Strain-controllable electronic, magnetic properties, and magnetic anisotropy energy in a 2D ferromagnetic half-metallic MGT monolayer

The investigation of two-dimensional (2D) intrinsic ferromagnetic material is important in the field of spintronics. In this study, the Mn2Ge2Te6 monolayer (ML) with intrinsic ferromagnetism was fabricated by using the density functional theory (DFT). The Mn2Ge2Te6 ML is a half metal (HM) with a spin-β bandgap of 1.462 eV. Biaxial strain could be applied to tune the electronic and magnetic properties of Mn2Ge2Te6. The magnetic moment (MM), magnetic exchange parameter (J), band structures, and magnetic anisotropy energy (MAE) could be effectively controlled by the biaxial strains (ε). This modulation originates that the states near the Fermi level mainly come from the contribution of in-plane atomic orbitals. The MM of Mn monotonously increases as the tensile strains increase. The energy difference between different magnetic orders (ΔE) and J also change with the strains. The antiferromagnetic-stripy order always has the lowest energy under the strains. As the strains change, ΔE and J monotonously change as the direct exchange and super-exchange interactions between Mn atoms vary. As the tensile strain decreases and compressive strain increases (−2.1%<ε<8%), the gap of spin-β electrons monotonously decreases. The Mn2Ge2Te6 ML changes from a HM to a normal spin-unpolarized metal under larger compressive strains (ε>−2.1%).
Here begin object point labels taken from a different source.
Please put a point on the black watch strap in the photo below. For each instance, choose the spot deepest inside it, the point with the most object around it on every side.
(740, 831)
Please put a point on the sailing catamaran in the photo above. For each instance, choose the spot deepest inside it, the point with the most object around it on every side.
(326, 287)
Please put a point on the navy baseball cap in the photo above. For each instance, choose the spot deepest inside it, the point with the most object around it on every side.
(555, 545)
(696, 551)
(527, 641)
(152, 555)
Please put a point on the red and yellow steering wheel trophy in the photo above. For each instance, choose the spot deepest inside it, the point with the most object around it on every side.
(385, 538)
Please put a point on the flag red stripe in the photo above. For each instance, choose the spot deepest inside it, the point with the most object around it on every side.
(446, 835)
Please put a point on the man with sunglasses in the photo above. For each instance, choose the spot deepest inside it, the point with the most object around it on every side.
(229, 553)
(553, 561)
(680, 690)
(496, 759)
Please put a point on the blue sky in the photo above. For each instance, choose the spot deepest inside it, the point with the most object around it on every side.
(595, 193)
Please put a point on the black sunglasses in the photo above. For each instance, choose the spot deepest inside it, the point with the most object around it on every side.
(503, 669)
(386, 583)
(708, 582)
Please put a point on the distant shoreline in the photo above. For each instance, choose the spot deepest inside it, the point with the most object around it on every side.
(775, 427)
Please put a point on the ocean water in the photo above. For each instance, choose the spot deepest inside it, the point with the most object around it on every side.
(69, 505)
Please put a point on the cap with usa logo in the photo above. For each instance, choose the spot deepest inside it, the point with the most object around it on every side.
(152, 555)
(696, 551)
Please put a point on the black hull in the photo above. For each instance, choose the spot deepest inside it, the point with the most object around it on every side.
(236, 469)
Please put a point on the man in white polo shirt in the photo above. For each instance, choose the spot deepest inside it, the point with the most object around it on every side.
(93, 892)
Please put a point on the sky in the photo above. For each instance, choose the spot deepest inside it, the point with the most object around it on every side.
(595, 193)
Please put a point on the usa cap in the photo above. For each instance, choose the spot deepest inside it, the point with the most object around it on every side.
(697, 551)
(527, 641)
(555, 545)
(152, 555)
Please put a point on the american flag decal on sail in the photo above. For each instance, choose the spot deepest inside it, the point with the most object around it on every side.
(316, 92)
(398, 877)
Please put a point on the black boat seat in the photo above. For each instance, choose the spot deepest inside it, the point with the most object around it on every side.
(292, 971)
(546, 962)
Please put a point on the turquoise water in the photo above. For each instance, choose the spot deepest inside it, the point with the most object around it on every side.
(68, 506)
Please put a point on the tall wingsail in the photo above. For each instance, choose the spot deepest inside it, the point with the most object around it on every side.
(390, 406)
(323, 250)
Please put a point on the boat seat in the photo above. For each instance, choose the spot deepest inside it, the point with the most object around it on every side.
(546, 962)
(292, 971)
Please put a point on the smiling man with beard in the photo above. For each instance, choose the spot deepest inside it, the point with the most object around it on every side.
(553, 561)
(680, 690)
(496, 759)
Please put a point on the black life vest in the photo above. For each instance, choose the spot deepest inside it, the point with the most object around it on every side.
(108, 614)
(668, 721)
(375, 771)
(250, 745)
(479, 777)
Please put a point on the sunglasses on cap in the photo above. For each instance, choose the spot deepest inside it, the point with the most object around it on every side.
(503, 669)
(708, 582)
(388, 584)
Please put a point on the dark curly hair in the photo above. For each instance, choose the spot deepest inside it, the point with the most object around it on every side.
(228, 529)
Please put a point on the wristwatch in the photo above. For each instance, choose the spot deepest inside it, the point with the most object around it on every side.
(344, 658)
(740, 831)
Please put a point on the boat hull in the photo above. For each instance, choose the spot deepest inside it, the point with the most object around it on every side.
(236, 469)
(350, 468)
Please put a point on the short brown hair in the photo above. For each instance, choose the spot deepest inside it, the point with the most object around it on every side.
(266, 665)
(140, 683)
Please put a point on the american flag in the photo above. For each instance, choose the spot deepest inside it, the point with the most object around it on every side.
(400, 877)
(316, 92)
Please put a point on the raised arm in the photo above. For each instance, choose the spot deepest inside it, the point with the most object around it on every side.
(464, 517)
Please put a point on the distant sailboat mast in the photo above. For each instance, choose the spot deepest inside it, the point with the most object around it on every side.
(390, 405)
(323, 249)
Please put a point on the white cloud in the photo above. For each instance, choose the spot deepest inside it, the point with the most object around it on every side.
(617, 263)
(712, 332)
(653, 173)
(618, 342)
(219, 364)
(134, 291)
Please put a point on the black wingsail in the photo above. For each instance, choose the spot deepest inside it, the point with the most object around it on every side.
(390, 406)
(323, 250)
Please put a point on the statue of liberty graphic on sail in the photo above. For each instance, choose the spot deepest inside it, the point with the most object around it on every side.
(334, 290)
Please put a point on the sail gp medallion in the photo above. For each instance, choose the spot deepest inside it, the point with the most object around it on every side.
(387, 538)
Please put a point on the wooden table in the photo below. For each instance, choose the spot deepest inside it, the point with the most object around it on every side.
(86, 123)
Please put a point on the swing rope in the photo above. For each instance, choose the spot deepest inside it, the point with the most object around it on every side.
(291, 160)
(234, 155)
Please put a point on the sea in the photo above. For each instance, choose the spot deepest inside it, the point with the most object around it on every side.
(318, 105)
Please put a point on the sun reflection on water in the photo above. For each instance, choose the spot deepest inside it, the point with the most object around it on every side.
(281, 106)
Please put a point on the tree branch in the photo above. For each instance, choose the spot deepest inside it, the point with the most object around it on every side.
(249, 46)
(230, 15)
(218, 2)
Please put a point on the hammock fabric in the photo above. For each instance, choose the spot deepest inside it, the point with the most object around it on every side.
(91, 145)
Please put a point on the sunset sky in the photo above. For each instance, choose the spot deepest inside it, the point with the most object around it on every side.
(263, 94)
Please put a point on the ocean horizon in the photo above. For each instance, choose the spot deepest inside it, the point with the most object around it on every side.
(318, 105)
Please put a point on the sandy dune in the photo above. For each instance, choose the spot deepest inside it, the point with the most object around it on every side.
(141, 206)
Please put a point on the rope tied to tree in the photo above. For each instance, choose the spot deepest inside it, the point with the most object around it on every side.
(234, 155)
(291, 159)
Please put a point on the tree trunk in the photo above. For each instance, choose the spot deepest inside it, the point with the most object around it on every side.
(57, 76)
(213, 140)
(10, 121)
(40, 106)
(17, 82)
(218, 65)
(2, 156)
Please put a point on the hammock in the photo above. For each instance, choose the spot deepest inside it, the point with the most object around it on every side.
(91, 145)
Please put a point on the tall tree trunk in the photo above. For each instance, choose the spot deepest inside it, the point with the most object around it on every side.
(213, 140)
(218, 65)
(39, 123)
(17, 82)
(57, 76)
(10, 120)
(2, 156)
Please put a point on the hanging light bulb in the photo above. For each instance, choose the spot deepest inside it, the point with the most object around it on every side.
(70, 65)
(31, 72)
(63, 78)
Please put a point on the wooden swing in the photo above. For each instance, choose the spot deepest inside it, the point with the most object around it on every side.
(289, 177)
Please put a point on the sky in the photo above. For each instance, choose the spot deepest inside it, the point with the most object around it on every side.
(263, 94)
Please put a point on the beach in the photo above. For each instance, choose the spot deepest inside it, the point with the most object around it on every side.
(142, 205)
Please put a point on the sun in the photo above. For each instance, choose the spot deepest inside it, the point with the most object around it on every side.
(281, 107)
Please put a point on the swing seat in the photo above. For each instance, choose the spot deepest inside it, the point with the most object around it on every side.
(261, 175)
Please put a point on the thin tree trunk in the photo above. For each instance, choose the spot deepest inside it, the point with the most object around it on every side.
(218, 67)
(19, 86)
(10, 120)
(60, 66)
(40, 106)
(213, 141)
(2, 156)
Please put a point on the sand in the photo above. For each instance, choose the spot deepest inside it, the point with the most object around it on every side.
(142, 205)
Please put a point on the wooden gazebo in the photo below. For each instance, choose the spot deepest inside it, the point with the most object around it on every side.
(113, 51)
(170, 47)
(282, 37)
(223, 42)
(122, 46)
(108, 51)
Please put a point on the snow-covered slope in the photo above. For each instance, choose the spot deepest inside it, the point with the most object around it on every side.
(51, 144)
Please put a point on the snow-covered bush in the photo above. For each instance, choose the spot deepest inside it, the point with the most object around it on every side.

When the tensile strains are applied, the MAE monotonously increases to the largest value of −22.3 meV (ε=12%). As the compressive strains increase, the MAE monotonously decreases. Last, the Mn2Ge2Te6 ML changes from an in-plane magnetic anisotropy into a perpendicular magnetic anisotropy under a larger compressive strain (−11%). The change of MAE direction origins that the contribution of hybridization between Te's py and pz orbitals is changed when the strain changes. Our results offer crucial insights into the potential of strain modulation in a 2D Mn2Ge2Te6 ML, paving the way for future advancements in this field.